There are two closely related types of vole in the US state of Colorado: one living in the mountains, the other in the prairie. Although almost identical, they have very different mating behaviours, which cast an interesting light on our own love lives.
Among the mountain voles, the male is solitary, mates with multiple female partners and leaves them to bring up the offspring on their own. The male of the prairie voles, almost indistinguishable in every other respect, displays the opposite mating behaviour. He takes one mate for life, with whom he shares parenting duties. The only physical difference between the two types of voles lies in the number of receptors they have for the hormone oxytocin. These are scarcely present in the mountain vole, but numerous in the brain of the prairie vole.

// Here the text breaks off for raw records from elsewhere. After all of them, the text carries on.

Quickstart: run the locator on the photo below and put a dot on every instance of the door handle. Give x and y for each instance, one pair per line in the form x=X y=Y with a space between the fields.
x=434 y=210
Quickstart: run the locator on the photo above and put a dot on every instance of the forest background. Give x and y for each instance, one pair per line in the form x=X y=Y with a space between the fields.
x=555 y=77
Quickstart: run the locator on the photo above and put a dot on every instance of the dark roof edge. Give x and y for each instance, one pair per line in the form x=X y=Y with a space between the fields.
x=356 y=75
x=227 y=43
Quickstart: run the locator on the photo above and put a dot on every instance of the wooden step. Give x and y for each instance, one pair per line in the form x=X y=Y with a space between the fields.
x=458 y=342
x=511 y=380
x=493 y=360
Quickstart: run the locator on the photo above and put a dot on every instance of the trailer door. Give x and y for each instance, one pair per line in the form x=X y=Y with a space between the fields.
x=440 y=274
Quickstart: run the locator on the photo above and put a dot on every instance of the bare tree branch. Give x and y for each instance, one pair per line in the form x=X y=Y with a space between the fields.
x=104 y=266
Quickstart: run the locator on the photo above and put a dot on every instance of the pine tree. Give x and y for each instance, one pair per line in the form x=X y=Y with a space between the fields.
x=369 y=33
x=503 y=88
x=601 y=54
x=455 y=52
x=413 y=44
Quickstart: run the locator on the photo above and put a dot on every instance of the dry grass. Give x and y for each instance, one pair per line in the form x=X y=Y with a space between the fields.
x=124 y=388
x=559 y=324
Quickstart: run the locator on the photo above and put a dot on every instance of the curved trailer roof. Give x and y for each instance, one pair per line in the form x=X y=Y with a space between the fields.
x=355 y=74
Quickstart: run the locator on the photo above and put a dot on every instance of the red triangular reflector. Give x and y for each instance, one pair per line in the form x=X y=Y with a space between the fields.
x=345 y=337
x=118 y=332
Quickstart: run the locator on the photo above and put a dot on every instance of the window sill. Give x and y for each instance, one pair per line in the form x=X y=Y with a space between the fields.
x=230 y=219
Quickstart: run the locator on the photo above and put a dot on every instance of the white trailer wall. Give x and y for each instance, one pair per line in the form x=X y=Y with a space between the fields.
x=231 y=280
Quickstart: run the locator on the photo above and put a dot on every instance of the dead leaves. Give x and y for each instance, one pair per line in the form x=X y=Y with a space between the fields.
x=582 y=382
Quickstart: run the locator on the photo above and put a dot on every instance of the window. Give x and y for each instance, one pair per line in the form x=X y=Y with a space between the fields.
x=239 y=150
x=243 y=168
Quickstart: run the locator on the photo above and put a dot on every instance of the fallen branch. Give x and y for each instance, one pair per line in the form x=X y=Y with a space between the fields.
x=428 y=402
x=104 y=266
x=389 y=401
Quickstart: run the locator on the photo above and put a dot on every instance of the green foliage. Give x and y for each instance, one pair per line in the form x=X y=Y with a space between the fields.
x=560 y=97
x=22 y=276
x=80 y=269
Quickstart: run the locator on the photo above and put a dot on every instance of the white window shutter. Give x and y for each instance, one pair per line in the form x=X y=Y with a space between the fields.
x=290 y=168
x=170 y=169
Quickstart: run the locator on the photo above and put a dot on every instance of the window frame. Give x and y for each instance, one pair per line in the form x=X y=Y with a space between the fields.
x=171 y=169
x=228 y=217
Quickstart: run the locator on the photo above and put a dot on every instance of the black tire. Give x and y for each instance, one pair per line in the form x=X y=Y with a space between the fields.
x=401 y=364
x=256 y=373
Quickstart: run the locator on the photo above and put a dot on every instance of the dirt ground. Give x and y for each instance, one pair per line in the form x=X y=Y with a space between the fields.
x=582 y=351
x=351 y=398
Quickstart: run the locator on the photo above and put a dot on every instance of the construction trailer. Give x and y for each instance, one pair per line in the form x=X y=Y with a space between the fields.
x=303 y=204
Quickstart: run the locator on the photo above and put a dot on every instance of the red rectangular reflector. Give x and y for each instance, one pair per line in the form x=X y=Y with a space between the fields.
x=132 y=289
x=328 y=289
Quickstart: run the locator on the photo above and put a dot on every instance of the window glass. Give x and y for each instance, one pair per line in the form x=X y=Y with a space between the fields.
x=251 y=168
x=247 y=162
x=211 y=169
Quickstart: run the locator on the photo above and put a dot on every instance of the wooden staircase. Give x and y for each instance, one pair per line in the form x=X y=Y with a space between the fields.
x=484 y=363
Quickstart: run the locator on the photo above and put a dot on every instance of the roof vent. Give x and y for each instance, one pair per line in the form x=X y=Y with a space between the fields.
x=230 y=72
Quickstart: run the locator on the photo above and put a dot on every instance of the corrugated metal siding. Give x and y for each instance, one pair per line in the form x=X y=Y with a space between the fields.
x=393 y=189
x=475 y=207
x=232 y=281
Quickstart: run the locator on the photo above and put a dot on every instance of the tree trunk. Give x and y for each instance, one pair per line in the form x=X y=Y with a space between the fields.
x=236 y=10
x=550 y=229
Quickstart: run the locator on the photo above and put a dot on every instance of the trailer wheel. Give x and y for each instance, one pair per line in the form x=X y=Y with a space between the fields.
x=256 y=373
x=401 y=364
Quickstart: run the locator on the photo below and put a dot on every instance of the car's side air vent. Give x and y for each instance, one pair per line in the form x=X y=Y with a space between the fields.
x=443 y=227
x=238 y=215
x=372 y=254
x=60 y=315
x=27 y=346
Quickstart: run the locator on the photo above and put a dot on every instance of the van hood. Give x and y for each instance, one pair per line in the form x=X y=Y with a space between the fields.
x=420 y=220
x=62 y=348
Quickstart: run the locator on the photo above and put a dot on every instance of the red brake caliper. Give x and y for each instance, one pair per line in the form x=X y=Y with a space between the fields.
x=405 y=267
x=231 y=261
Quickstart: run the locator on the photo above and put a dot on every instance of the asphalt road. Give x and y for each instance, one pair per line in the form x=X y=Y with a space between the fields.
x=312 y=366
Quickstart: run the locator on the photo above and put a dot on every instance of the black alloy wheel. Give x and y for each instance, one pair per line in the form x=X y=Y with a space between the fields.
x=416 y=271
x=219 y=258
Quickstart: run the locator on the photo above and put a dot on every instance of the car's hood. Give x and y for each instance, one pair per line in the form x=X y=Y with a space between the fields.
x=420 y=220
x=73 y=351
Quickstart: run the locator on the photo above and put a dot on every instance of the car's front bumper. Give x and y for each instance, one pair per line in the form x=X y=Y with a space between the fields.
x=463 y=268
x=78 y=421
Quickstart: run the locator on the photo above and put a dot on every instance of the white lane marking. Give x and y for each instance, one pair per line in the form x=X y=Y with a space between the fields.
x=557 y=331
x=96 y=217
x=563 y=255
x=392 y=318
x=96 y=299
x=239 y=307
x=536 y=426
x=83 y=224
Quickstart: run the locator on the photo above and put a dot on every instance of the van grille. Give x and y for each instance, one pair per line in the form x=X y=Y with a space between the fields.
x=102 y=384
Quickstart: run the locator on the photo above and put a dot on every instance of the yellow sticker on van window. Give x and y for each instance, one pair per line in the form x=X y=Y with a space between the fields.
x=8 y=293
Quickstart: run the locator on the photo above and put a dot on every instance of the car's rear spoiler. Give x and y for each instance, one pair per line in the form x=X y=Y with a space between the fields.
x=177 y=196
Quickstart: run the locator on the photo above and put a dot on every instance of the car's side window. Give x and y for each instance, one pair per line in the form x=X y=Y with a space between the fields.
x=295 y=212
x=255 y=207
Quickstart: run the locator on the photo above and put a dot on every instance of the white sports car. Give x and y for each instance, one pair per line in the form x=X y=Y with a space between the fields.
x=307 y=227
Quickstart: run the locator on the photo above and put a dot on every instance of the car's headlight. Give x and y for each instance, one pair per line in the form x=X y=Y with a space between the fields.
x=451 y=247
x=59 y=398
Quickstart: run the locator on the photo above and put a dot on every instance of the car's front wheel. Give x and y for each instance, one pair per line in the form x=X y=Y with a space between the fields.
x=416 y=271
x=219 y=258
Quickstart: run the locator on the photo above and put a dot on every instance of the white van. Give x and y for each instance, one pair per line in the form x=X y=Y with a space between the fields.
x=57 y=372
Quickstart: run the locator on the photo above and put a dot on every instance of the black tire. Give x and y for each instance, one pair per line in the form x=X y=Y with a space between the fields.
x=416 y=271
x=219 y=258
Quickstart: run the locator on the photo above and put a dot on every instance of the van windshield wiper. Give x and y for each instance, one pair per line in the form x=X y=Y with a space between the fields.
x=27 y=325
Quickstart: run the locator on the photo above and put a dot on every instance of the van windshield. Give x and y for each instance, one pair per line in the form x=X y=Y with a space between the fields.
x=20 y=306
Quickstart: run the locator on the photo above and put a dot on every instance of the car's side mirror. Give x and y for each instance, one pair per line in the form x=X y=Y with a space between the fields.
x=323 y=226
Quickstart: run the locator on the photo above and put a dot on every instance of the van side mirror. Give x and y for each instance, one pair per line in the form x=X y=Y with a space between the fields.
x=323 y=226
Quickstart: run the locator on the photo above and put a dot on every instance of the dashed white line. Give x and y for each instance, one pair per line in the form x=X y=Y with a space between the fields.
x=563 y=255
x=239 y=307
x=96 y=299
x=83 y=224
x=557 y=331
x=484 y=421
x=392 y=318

The mating behaviour of each can be reversed by flooding the brain of the inconstant male with oxytocin, and for the faithful vole, by blocking its receptors for oxytocin.

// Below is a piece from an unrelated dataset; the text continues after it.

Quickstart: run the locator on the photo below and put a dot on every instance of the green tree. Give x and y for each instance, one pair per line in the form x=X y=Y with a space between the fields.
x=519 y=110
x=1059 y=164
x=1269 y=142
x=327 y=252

Among human beings, oxytocin is known as the hormone of love and bonding. It is secreted during breastfeeding, when we touch someone we love and trust, when we look at photos of babies or kittens, and, most reliably, during orgasm. It works like a love potion: the more oxytocin we secrete when we’re with someone, the more emotionally attached we become to that person.
The good news is that we can prompt the release of oxytocin in the brain of someone we love by opening the right ‘doors’ in their brain. The problem is that for each individual you have to know which particular door is most likely to release the flow of oxytocin.

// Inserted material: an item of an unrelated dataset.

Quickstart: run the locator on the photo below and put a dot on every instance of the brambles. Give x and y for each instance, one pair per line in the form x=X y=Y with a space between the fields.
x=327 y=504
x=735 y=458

Gary Chapman, an experienced couples’ therapist, says the key is to learn the five languages of love. With some people, these can be ‘words of affirmation’ (door no. 1), which release the flow of oxytocin, for example ‘I love it when you make me laugh’ or ‘You look even more beautiful than usual tonight’.
With others, it might be having your undivided attention during ‘quality time’ (door no. 2), which, depending on their interests, might be a romantic dinner or browsing a flea market together, for instance. Some people are particularly receptive to ‘receiving gifts’ (door no. 3) – not necessarily a diamond ring or a luxury holiday in the Maldives, but a bunch of beautiful flowers in her favourite shades and bought for no particular reason, or the T-shirt he saw in the shop window but didn’t feel he could buy because it cost more money than he’d usually spend. 'Acts of service’ (door no. 4), such as doing the washing-up or ironing a shirt beautifully or putting the kids to bed are the path to the heart of some people. Finally, there’s ‘physical touch’ (door no. 5): holding hands in the street, a back rub before going to sleep or a more intimate caress that is skilfully designed to arouse.
For many of us, of course, it is physical contact that opens the floodgates of oxytocin. The important thing is to know which ‘doors’ work best for you and for your loved one. In the long term, it is by giving each other repeated doses of this little hormone that we form the powerful, harmonious bond of love. Ultimately, it is this bond that is our only real defence against the onslaught of time and the challenges it will bring.